Having different methods would solve those issues. With a toDebugString() method, one wouldn’t have to document anything, because the javadoc I paraphrased above would already be contained in the Object class. And the toString() method would only be present for classes that do provide a defined value representation that makes sense on the business/domain level of the class.
invalidname
9 hours ago
It is not but strings are cached (interned) in Java which is a different thing.
layer8
5 hours ago
String literals are interned, strings in general aren’t.
specialist
8 hours ago
Ya. Hindsight's 20/20.
I've half expected the Java/JVM team to change Object to extend a new "NakedObject", and implementing new interfaces Equalable, Hashable, Finalizable, and Waitable. (Current interface Clonable is a goof, so maybe deprecate it and replace with Copyable.)
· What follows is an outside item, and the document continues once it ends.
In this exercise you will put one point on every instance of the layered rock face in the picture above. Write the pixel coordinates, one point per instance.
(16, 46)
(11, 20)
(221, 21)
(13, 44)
Then "NakedObject" would only need getClass method, right?
Then values and records could also extend NakedObject, right?
Then equals and clone/copy could be generic, right?
--
Alternately, maybe prevent the gotchas with missing equals, hashCode, and toString by having the runtime autogenerate something reasonable.
layer8
6 hours ago
This would break the invariant that x instanceof Object is true for all non-primitive values x. This assumption is baked into too much code and too many APIs.
For example, you couldn’t add a NakedObject-but-not-Object to a java.util.List, because what Object would List::get(index) then return for it? (Note that the List’s type parameter doesn’t exist at runtime and may also not exist at compile time.)
masklinn
8 hours ago
> maybe prevent the gotchas with missing equals, hashCode, and toString
There's no actual gotcha to them not existing. It works perfectly fine in haskell or rust for instance.
Although it's not a fundamentally useful change to make objects for which a sensible equals/hashcode is trivial not have it, and still have it for objects for which it's not. So without the ability to reach back and remove those properties being universal I fail to see what the point would be.